Recibo de subscrição

Depois que um acionista adquire seu direito de subscrição, essa ação se torna um recibo. Esse recibo de subscrição vai, então, para a carteira do investidor e já pode ser negociado na bolsa de Valores pelo preço comum das ações da empresa.

Units, ETFs, e BDRs

Você deve saber que na bolsa de valores não se negociam apenas ações. No universo desse mercado, existem ainda algumas alternativas interessantes para o investidor, que reúnem pacotes de ações e, até, a negociação de índices. São os casos das Units, ETFs e BDRs:

  • Units: esses são lotes de ações mistas. Quando o investidor compra uma Unit, está comprando uma coleção de ações da empresa que incluem ações preferenciais e ordinárias.

  • ETFs: os Exchange Traded Funds (ETFs) são fundos de índices negociados na bolsa. Quando você adquire BOVA11, por exemplo, você está comprando ações das principais empresas do mercado que influenciam o índice Ibovespa, principal do mercado brasileiro.

  • BDRs: já pensou em investir na Apple, Google e outras empresas gringas? Se você não pode investir diretamente no mercado exterior, pode comprar essas empresas no Brasil por meio das Brazilian Depositary Receipts (BDRs). As BDRs são certificados de depósitos de valores mobiliários que representam títulos de empresas estrangeiras.
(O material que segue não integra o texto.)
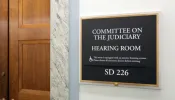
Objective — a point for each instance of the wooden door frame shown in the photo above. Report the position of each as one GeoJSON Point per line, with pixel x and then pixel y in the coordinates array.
{"type": "Point", "coordinates": [4, 35]}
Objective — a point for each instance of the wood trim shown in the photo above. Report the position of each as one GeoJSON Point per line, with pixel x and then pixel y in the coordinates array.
{"type": "Point", "coordinates": [4, 49]}
{"type": "Point", "coordinates": [115, 16]}
{"type": "Point", "coordinates": [13, 49]}
{"type": "Point", "coordinates": [23, 25]}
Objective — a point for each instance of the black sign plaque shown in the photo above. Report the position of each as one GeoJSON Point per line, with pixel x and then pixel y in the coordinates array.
{"type": "Point", "coordinates": [120, 49]}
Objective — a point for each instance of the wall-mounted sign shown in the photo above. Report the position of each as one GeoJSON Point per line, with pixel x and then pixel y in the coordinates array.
{"type": "Point", "coordinates": [120, 49]}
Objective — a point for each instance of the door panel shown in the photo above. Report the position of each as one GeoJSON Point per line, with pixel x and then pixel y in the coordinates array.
{"type": "Point", "coordinates": [29, 49]}
{"type": "Point", "coordinates": [3, 49]}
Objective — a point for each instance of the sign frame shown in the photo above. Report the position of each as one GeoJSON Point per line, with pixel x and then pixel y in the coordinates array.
{"type": "Point", "coordinates": [157, 85]}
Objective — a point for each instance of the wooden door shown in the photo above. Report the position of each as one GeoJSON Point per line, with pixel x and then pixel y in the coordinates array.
{"type": "Point", "coordinates": [3, 49]}
{"type": "Point", "coordinates": [29, 50]}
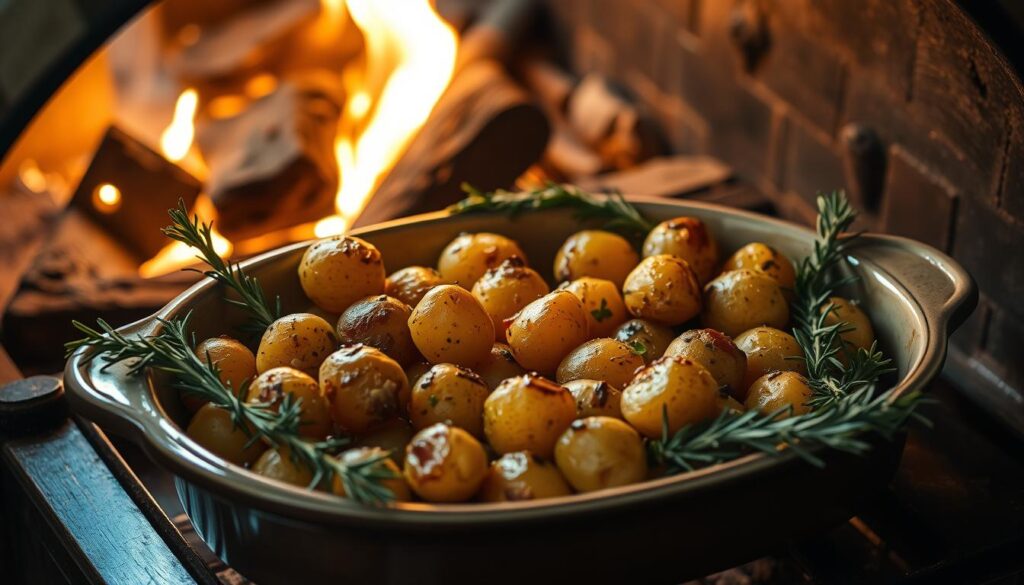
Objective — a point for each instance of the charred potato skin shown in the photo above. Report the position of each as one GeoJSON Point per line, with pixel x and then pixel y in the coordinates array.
{"type": "Point", "coordinates": [686, 238]}
{"type": "Point", "coordinates": [451, 326]}
{"type": "Point", "coordinates": [595, 253]}
{"type": "Point", "coordinates": [380, 322]}
{"type": "Point", "coordinates": [664, 289]}
{"type": "Point", "coordinates": [596, 453]}
{"type": "Point", "coordinates": [364, 387]}
{"type": "Point", "coordinates": [336, 272]}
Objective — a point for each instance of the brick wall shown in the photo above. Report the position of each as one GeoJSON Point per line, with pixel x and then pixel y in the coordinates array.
{"type": "Point", "coordinates": [902, 102]}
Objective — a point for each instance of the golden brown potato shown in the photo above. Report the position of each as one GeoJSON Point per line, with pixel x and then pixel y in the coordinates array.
{"type": "Point", "coordinates": [777, 390]}
{"type": "Point", "coordinates": [769, 349]}
{"type": "Point", "coordinates": [764, 258]}
{"type": "Point", "coordinates": [547, 329]}
{"type": "Point", "coordinates": [738, 300]}
{"type": "Point", "coordinates": [271, 386]}
{"type": "Point", "coordinates": [410, 284]}
{"type": "Point", "coordinates": [214, 430]}
{"type": "Point", "coordinates": [452, 394]}
{"type": "Point", "coordinates": [506, 289]}
{"type": "Point", "coordinates": [684, 389]}
{"type": "Point", "coordinates": [603, 303]}
{"type": "Point", "coordinates": [279, 464]}
{"type": "Point", "coordinates": [450, 326]}
{"type": "Point", "coordinates": [499, 366]}
{"type": "Point", "coordinates": [717, 353]}
{"type": "Point", "coordinates": [236, 363]}
{"type": "Point", "coordinates": [600, 452]}
{"type": "Point", "coordinates": [685, 238]}
{"type": "Point", "coordinates": [397, 486]}
{"type": "Point", "coordinates": [595, 253]}
{"type": "Point", "coordinates": [862, 334]}
{"type": "Point", "coordinates": [663, 288]}
{"type": "Point", "coordinates": [595, 398]}
{"type": "Point", "coordinates": [338, 270]}
{"type": "Point", "coordinates": [301, 340]}
{"type": "Point", "coordinates": [646, 337]}
{"type": "Point", "coordinates": [467, 257]}
{"type": "Point", "coordinates": [522, 475]}
{"type": "Point", "coordinates": [444, 464]}
{"type": "Point", "coordinates": [364, 386]}
{"type": "Point", "coordinates": [603, 359]}
{"type": "Point", "coordinates": [380, 322]}
{"type": "Point", "coordinates": [527, 414]}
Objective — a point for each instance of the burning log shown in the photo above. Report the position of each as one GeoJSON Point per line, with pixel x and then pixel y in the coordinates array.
{"type": "Point", "coordinates": [272, 166]}
{"type": "Point", "coordinates": [484, 130]}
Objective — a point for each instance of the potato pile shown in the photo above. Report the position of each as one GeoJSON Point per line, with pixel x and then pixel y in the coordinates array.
{"type": "Point", "coordinates": [486, 384]}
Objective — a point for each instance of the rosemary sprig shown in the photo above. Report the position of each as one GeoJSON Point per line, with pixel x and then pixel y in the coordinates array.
{"type": "Point", "coordinates": [620, 215]}
{"type": "Point", "coordinates": [200, 236]}
{"type": "Point", "coordinates": [171, 351]}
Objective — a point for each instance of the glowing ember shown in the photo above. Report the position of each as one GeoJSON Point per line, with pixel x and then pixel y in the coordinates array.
{"type": "Point", "coordinates": [177, 138]}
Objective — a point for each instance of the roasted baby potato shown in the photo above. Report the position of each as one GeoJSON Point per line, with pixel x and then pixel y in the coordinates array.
{"type": "Point", "coordinates": [769, 349]}
{"type": "Point", "coordinates": [683, 389]}
{"type": "Point", "coordinates": [499, 366]}
{"type": "Point", "coordinates": [646, 337]}
{"type": "Point", "coordinates": [271, 386]}
{"type": "Point", "coordinates": [444, 464]}
{"type": "Point", "coordinates": [603, 303]}
{"type": "Point", "coordinates": [522, 475]}
{"type": "Point", "coordinates": [738, 300]}
{"type": "Point", "coordinates": [380, 322]}
{"type": "Point", "coordinates": [336, 272]}
{"type": "Point", "coordinates": [595, 253]}
{"type": "Point", "coordinates": [595, 398]}
{"type": "Point", "coordinates": [527, 413]}
{"type": "Point", "coordinates": [214, 429]}
{"type": "Point", "coordinates": [663, 288]}
{"type": "Point", "coordinates": [600, 452]}
{"type": "Point", "coordinates": [547, 329]}
{"type": "Point", "coordinates": [467, 257]}
{"type": "Point", "coordinates": [777, 390]}
{"type": "Point", "coordinates": [506, 289]}
{"type": "Point", "coordinates": [603, 359]}
{"type": "Point", "coordinates": [301, 340]}
{"type": "Point", "coordinates": [764, 258]}
{"type": "Point", "coordinates": [717, 353]}
{"type": "Point", "coordinates": [685, 238]}
{"type": "Point", "coordinates": [364, 386]}
{"type": "Point", "coordinates": [451, 326]}
{"type": "Point", "coordinates": [452, 394]}
{"type": "Point", "coordinates": [410, 284]}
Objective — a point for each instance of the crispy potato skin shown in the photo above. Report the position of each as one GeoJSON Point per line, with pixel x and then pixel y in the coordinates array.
{"type": "Point", "coordinates": [364, 386]}
{"type": "Point", "coordinates": [380, 322]}
{"type": "Point", "coordinates": [450, 326]}
{"type": "Point", "coordinates": [600, 452]}
{"type": "Point", "coordinates": [683, 389]}
{"type": "Point", "coordinates": [546, 330]}
{"type": "Point", "coordinates": [738, 300]}
{"type": "Point", "coordinates": [336, 272]}
{"type": "Point", "coordinates": [664, 289]}
{"type": "Point", "coordinates": [300, 340]}
{"type": "Point", "coordinates": [603, 359]}
{"type": "Point", "coordinates": [527, 413]}
{"type": "Point", "coordinates": [595, 253]}
{"type": "Point", "coordinates": [444, 464]}
{"type": "Point", "coordinates": [521, 475]}
{"type": "Point", "coordinates": [686, 238]}
{"type": "Point", "coordinates": [467, 257]}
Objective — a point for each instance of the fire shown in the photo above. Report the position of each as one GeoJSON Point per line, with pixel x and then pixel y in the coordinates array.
{"type": "Point", "coordinates": [411, 53]}
{"type": "Point", "coordinates": [177, 138]}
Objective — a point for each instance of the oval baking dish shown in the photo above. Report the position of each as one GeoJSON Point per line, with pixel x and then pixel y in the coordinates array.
{"type": "Point", "coordinates": [665, 530]}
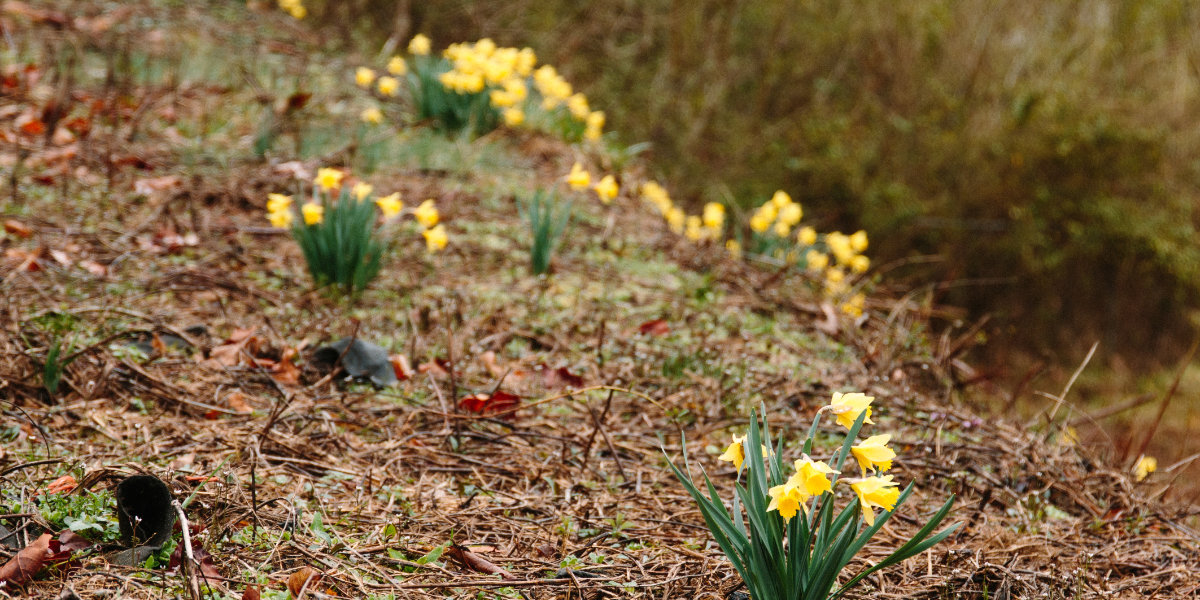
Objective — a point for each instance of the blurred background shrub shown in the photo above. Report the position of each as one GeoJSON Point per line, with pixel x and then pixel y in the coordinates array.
{"type": "Point", "coordinates": [1044, 151]}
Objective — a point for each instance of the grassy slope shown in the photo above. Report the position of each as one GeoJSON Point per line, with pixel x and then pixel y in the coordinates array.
{"type": "Point", "coordinates": [571, 479]}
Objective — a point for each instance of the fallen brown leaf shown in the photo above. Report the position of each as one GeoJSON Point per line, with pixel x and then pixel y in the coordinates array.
{"type": "Point", "coordinates": [237, 401]}
{"type": "Point", "coordinates": [562, 378]}
{"type": "Point", "coordinates": [497, 402]}
{"type": "Point", "coordinates": [17, 228]}
{"type": "Point", "coordinates": [654, 328]}
{"type": "Point", "coordinates": [477, 563]}
{"type": "Point", "coordinates": [285, 371]}
{"type": "Point", "coordinates": [61, 485]}
{"type": "Point", "coordinates": [402, 367]}
{"type": "Point", "coordinates": [23, 567]}
{"type": "Point", "coordinates": [303, 580]}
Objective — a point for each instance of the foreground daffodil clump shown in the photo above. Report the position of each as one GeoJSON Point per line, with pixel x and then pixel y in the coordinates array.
{"type": "Point", "coordinates": [780, 531]}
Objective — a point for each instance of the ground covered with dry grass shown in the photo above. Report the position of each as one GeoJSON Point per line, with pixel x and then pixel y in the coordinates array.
{"type": "Point", "coordinates": [136, 243]}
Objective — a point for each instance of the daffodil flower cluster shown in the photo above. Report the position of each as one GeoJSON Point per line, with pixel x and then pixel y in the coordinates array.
{"type": "Point", "coordinates": [556, 91]}
{"type": "Point", "coordinates": [294, 7]}
{"type": "Point", "coordinates": [708, 226]}
{"type": "Point", "coordinates": [337, 231]}
{"type": "Point", "coordinates": [579, 179]}
{"type": "Point", "coordinates": [780, 529]}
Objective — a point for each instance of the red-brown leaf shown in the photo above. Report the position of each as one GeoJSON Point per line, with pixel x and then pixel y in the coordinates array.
{"type": "Point", "coordinates": [562, 378]}
{"type": "Point", "coordinates": [61, 485]}
{"type": "Point", "coordinates": [401, 366]}
{"type": "Point", "coordinates": [237, 401]}
{"type": "Point", "coordinates": [654, 328]}
{"type": "Point", "coordinates": [23, 567]}
{"type": "Point", "coordinates": [497, 402]}
{"type": "Point", "coordinates": [17, 228]}
{"type": "Point", "coordinates": [477, 563]}
{"type": "Point", "coordinates": [285, 371]}
{"type": "Point", "coordinates": [298, 580]}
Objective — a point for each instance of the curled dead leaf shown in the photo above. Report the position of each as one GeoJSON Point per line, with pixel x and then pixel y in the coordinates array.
{"type": "Point", "coordinates": [484, 403]}
{"type": "Point", "coordinates": [237, 401]}
{"type": "Point", "coordinates": [24, 565]}
{"type": "Point", "coordinates": [654, 328]}
{"type": "Point", "coordinates": [303, 580]}
{"type": "Point", "coordinates": [61, 485]}
{"type": "Point", "coordinates": [477, 563]}
{"type": "Point", "coordinates": [17, 228]}
{"type": "Point", "coordinates": [401, 365]}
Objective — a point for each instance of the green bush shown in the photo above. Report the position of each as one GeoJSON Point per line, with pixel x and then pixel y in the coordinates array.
{"type": "Point", "coordinates": [1045, 156]}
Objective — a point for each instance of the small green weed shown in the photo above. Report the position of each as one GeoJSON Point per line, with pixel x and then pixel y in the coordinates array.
{"type": "Point", "coordinates": [547, 219]}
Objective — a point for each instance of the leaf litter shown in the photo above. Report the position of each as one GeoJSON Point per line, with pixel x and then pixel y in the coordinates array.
{"type": "Point", "coordinates": [565, 495]}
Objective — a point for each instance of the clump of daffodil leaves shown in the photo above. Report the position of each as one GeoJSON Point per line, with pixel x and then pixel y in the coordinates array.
{"type": "Point", "coordinates": [780, 531]}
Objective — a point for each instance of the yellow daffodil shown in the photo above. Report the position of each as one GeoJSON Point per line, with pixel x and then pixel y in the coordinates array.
{"type": "Point", "coordinates": [514, 117]}
{"type": "Point", "coordinates": [816, 261]}
{"type": "Point", "coordinates": [577, 105]}
{"type": "Point", "coordinates": [874, 454]}
{"type": "Point", "coordinates": [1146, 465]}
{"type": "Point", "coordinates": [714, 215]}
{"type": "Point", "coordinates": [277, 202]}
{"type": "Point", "coordinates": [577, 178]}
{"type": "Point", "coordinates": [841, 247]}
{"type": "Point", "coordinates": [858, 241]}
{"type": "Point", "coordinates": [694, 228]}
{"type": "Point", "coordinates": [419, 45]}
{"type": "Point", "coordinates": [875, 492]}
{"type": "Point", "coordinates": [791, 214]}
{"type": "Point", "coordinates": [294, 7]}
{"type": "Point", "coordinates": [525, 63]}
{"type": "Point", "coordinates": [594, 125]}
{"type": "Point", "coordinates": [780, 199]}
{"type": "Point", "coordinates": [372, 115]}
{"type": "Point", "coordinates": [502, 99]}
{"type": "Point", "coordinates": [813, 475]}
{"type": "Point", "coordinates": [855, 305]}
{"type": "Point", "coordinates": [281, 219]}
{"type": "Point", "coordinates": [361, 190]}
{"type": "Point", "coordinates": [735, 454]}
{"type": "Point", "coordinates": [807, 235]}
{"type": "Point", "coordinates": [849, 406]}
{"type": "Point", "coordinates": [676, 219]}
{"type": "Point", "coordinates": [426, 214]}
{"type": "Point", "coordinates": [763, 217]}
{"type": "Point", "coordinates": [516, 89]}
{"type": "Point", "coordinates": [759, 222]}
{"type": "Point", "coordinates": [328, 179]}
{"type": "Point", "coordinates": [312, 213]}
{"type": "Point", "coordinates": [787, 499]}
{"type": "Point", "coordinates": [390, 205]}
{"type": "Point", "coordinates": [364, 76]}
{"type": "Point", "coordinates": [606, 189]}
{"type": "Point", "coordinates": [388, 85]}
{"type": "Point", "coordinates": [397, 66]}
{"type": "Point", "coordinates": [733, 247]}
{"type": "Point", "coordinates": [435, 238]}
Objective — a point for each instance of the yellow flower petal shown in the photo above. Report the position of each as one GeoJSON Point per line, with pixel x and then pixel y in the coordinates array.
{"type": "Point", "coordinates": [849, 406]}
{"type": "Point", "coordinates": [312, 213]}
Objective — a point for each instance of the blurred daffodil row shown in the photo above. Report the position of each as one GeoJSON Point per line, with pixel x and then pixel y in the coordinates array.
{"type": "Point", "coordinates": [503, 76]}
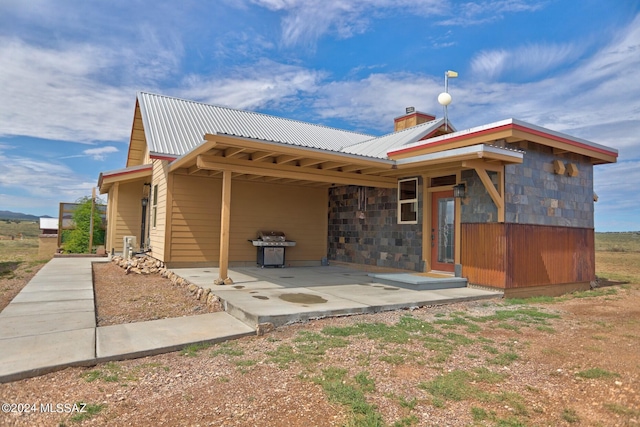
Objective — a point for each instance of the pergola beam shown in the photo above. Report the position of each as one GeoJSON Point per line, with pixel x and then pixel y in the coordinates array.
{"type": "Point", "coordinates": [497, 195]}
{"type": "Point", "coordinates": [292, 172]}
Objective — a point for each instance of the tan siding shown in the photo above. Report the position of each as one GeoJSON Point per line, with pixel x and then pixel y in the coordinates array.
{"type": "Point", "coordinates": [112, 204]}
{"type": "Point", "coordinates": [301, 212]}
{"type": "Point", "coordinates": [157, 233]}
{"type": "Point", "coordinates": [128, 214]}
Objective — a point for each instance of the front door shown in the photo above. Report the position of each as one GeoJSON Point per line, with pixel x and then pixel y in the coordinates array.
{"type": "Point", "coordinates": [442, 231]}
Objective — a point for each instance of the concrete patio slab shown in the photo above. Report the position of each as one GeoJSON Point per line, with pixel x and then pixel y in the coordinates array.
{"type": "Point", "coordinates": [46, 307]}
{"type": "Point", "coordinates": [29, 356]}
{"type": "Point", "coordinates": [51, 323]}
{"type": "Point", "coordinates": [59, 286]}
{"type": "Point", "coordinates": [20, 326]}
{"type": "Point", "coordinates": [285, 305]}
{"type": "Point", "coordinates": [57, 295]}
{"type": "Point", "coordinates": [141, 339]}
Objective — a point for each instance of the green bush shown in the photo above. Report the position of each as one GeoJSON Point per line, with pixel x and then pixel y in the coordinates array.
{"type": "Point", "coordinates": [76, 241]}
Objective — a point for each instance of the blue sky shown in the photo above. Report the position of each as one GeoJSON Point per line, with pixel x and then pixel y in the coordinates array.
{"type": "Point", "coordinates": [70, 70]}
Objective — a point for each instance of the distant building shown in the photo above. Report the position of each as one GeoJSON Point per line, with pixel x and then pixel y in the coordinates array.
{"type": "Point", "coordinates": [48, 239]}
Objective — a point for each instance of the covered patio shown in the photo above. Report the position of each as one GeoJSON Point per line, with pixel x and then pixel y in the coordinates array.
{"type": "Point", "coordinates": [282, 296]}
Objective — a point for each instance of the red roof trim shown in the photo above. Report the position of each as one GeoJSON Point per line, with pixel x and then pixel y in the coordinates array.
{"type": "Point", "coordinates": [513, 126]}
{"type": "Point", "coordinates": [565, 140]}
{"type": "Point", "coordinates": [127, 172]}
{"type": "Point", "coordinates": [448, 140]}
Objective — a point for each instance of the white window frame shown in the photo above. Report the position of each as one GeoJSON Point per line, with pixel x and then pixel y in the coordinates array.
{"type": "Point", "coordinates": [403, 202]}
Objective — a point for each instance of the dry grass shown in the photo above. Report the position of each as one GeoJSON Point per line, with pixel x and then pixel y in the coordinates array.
{"type": "Point", "coordinates": [126, 298]}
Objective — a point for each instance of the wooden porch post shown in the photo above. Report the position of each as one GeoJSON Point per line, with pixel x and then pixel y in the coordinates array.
{"type": "Point", "coordinates": [225, 217]}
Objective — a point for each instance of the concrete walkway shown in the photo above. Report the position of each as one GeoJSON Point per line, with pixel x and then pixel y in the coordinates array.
{"type": "Point", "coordinates": [51, 323]}
{"type": "Point", "coordinates": [281, 296]}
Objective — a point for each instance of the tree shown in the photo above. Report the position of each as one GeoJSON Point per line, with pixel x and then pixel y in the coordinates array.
{"type": "Point", "coordinates": [76, 241]}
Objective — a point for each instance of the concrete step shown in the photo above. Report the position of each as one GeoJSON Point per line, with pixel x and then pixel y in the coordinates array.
{"type": "Point", "coordinates": [133, 340]}
{"type": "Point", "coordinates": [419, 283]}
Preferenciais Classe A, B, C e D

Além das ações PN de que já falamos, existem ainda classificações de ações preferenciais. Cada uma tem condições especiais e devem ser conferidas diretamente nos documentos da empresa, já que cada uma delas entende suas classes de maneiras diferentes.

Mercado fracionário

Para um investidor com pouco dinheiro, existe o mercado fracionário. Nesse caso, pode-se comprar frações de um lote padrão, que é composto por 100 ações. Dessa forma, quem quer participar do mercado mas só pode comprar 10 ações consegue entrar na bolsa. VALE3F é uma ação do mercado fracionário, por exemplo.

Qual o significado dos códigos das ações?

Agora que você conhece tanta variedade de ações no mercado, como identificar todas essas características na lista? Agora sim, chegou a hora de você entender o significado dos códigos das ações.

É muito simples, mas você vai ter que decorar. A boa notícia é que raramente você vai ver uma ação que não seja PN ou ON. Os códigos das ações são formados por letras e números.

  • Letras: as 4 letras das ações designam a empresa emissora. Por exemplo, Petrobras é PETR, Itaú é ITUB, Magazine Luiza é MGLU e assim por diante. Para os mercados fracionário e a termo, você tem ainda uma quinta letra ao final do código, F e T respectivamente.

  • Números: já os números mostram que tipo de ação é aquela, se é PN, ON, ETF etc.
Na tabela abaixo, você confere o que cada número representa no significado dos códigos das ações:

  • 1 — direito de subscrição de ação ordinária;
  • 2 — direito de subscrição de ação preferencial;
  • 3 — ação ordinária;
  • 4 — ação preferencial;
  • 5 — ação preferencial classe A (PNA);
  • 6 — ação preferencial classe B (PNB);
  • 7 — ação preferencial classe C (PNC);
  • 8 — ação preferencial classe D (PND);
  • 9 — recibo de subscrição de ação ordinária;
  • 10 — recibo de subscrição de ação preferencial;
  • 11 — Units, BDRs e ETFs.
Como você pode perceber, conhecer o significado dos códigos das ações é muito importante na hora de investir. Vale a pena estudar e conhecer cada ponto. Por isso, é fundamental observar o mercado de valores sempre.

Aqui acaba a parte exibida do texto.